Ham in the hamper
Harvest time can also mean picnic time on the farm and Vicky Rogers, of Radmore Farm Shop, has some delicious suggestions for the basket.
As we delve into the summer holidays, the harvest is also just starting. The arable part of our farm is run by my dad, and we grow mainly wheat and oats, and sometimes barley and oilseed rape or an odd few acres of potatoes.
My two boys adore harvest time and jump at the chance to have a sit on grandad’s combine, as did I when I was a child – and still do truth be told.
I hear myself echoing the words my parents used to speak to me and telling my children that, traditionally, the purpose of a school summer holiday was so that all the children could help with gathering in the harvest. Of course, now that it’s all done mechanically, there isn’t much that two small children can do to help, but there is loads of exploring to do, walks to go on and blackberries to pick towards the end of the summer. And then there is the picnicking.
I love how quintessentially British it is to pack up your picnic basket and your chequered picnic blanket, and head out to find some lovely scenery, avoiding the showers and the wasps simultaneously.
I love any event that makes food sociable and an occasion to enjoy with others, but coupled with the outdoors and the scenery, it’s the icing on the cake.
What goes in the basket has evolved a bit over the years, but the key ingredients have remained strong. There may be a pot of hummus now that didn’t used to be there, the variety of cheese available has grown, the bread might be a sour dough instead of the sliced white that was there in days gone by, and there maybe an array of charcuterie to nibble at too. But the main ingredients vary little. There’s always a flask of tea in our picnic, always some proper homemade ham, always a homemade cake and a punnet of strawberries or cherries.
A lot of the artisan foods and drinks that we make really well in this country are perfect sunny weather accompaniments too. For chutneys and pickles, our favourites are Fen End Country Kitchen and Bracken Hill Fine Foods. English cheeses continue to develop and improve all the time, we really are spoilt these days, but the most astonishing development comes with goats’ and ewes’ milk cheeses.

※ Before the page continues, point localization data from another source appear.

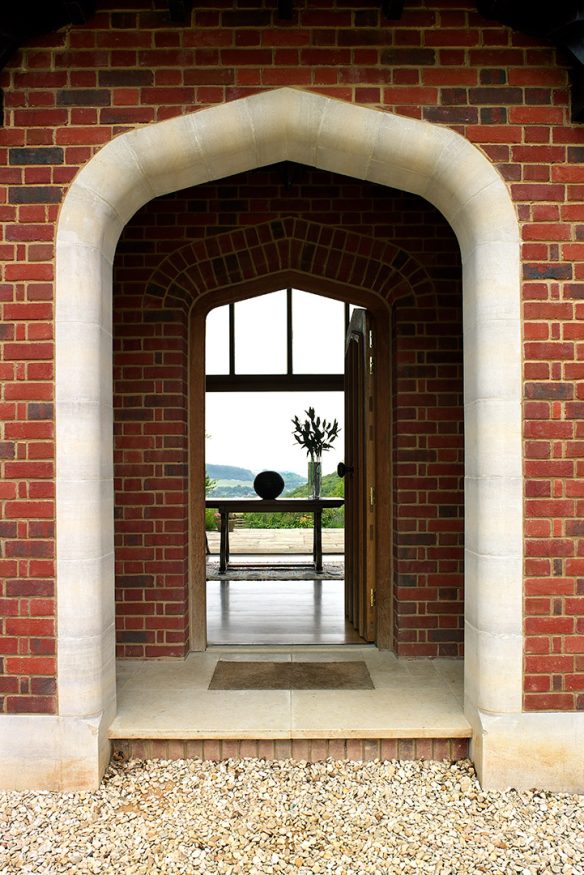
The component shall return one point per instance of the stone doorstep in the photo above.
(309, 749)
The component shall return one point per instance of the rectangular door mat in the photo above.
(343, 675)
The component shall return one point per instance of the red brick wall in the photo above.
(151, 435)
(68, 93)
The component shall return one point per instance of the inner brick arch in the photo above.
(427, 441)
(319, 252)
(395, 151)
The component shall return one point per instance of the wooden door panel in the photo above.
(359, 482)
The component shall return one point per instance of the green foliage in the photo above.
(315, 435)
(209, 512)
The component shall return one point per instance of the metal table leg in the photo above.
(224, 544)
(317, 543)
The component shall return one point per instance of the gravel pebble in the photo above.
(269, 817)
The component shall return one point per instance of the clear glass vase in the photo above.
(314, 478)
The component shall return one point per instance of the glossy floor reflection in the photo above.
(278, 612)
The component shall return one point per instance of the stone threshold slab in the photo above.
(172, 700)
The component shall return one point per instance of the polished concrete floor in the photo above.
(278, 612)
(411, 699)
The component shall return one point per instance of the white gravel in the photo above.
(256, 817)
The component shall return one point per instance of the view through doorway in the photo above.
(270, 358)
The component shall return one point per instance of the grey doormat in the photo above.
(235, 675)
(331, 571)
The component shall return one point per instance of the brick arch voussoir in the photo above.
(290, 244)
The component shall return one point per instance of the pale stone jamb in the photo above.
(284, 124)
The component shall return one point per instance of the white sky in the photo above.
(254, 430)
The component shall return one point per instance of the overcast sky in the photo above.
(254, 430)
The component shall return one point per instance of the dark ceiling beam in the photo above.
(21, 21)
(561, 24)
(392, 9)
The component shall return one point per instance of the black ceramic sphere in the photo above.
(268, 484)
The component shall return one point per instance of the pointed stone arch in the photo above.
(281, 125)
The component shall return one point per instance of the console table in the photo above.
(315, 506)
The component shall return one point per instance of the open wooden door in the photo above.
(359, 472)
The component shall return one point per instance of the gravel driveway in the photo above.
(256, 817)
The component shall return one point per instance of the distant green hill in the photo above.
(229, 472)
(233, 482)
(334, 518)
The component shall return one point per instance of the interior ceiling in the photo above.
(561, 24)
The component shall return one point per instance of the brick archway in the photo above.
(258, 259)
(307, 128)
(330, 257)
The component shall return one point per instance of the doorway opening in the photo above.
(276, 571)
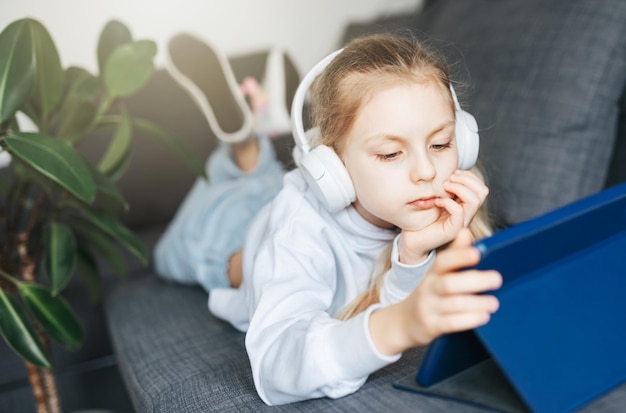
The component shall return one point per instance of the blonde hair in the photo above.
(365, 66)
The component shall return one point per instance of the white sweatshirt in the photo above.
(302, 265)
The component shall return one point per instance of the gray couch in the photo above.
(546, 81)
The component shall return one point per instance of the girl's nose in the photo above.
(422, 169)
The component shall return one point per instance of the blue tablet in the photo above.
(559, 334)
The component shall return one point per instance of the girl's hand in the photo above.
(447, 300)
(468, 194)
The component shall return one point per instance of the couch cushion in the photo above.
(176, 357)
(545, 80)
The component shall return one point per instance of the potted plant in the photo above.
(58, 211)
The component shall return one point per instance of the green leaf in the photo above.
(18, 333)
(17, 68)
(129, 68)
(78, 109)
(103, 246)
(55, 159)
(48, 87)
(110, 225)
(172, 142)
(114, 34)
(87, 269)
(114, 161)
(60, 258)
(54, 314)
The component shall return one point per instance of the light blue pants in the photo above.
(211, 223)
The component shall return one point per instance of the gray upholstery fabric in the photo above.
(176, 357)
(545, 82)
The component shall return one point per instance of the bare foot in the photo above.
(235, 269)
(246, 154)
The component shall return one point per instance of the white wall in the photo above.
(307, 30)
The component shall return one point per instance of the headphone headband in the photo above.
(298, 101)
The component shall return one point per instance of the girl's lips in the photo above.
(423, 203)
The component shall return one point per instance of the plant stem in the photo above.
(42, 381)
(38, 390)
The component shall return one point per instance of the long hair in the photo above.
(365, 66)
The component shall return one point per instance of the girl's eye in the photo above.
(441, 146)
(388, 156)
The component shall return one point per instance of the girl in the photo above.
(331, 293)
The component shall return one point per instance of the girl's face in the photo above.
(399, 152)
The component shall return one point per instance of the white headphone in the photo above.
(322, 168)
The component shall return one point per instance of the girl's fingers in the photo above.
(467, 282)
(462, 303)
(456, 216)
(463, 321)
(460, 254)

Some 10 years ago I was only aware of one type of goats’ cheese, the soft and quite pungent tasting kind, but thanks to small producers like Nene View Dairy, there is a whole array of different goats’ cheese to try, and love. And with Bevistan Dairy making waves with their ewes’ milk cheese – soft, creamy and very easy to eat – I think the sheep milk cheese scene will be expanding quickly too.
For dips and sauces, we are totally spoilt for choice with what is coming out from the artisan independent companies. Purely Pesto makes a brilliant range of hummus and Tiggs makes some cracking sauces and marinades. For liquid refreshment, Fentimans botanically-brewed soft drinks just scream picnic, and I can’t talk picnics without mentioning strawberries from Sunclose Farm in Milton. And the best thing about the modern picnic, using BeeBee beeswax wraps to pack everything in means no plastic rubbish to put back in the basket.
So, I hope I’ve inspired you to get out by the river with your basket. In our case, it’s most often eaten sitting in a row of straw in a harvest field, and has to protected from the dust every time the combine passes, and eaten in shifts so that the machines never stop rolling.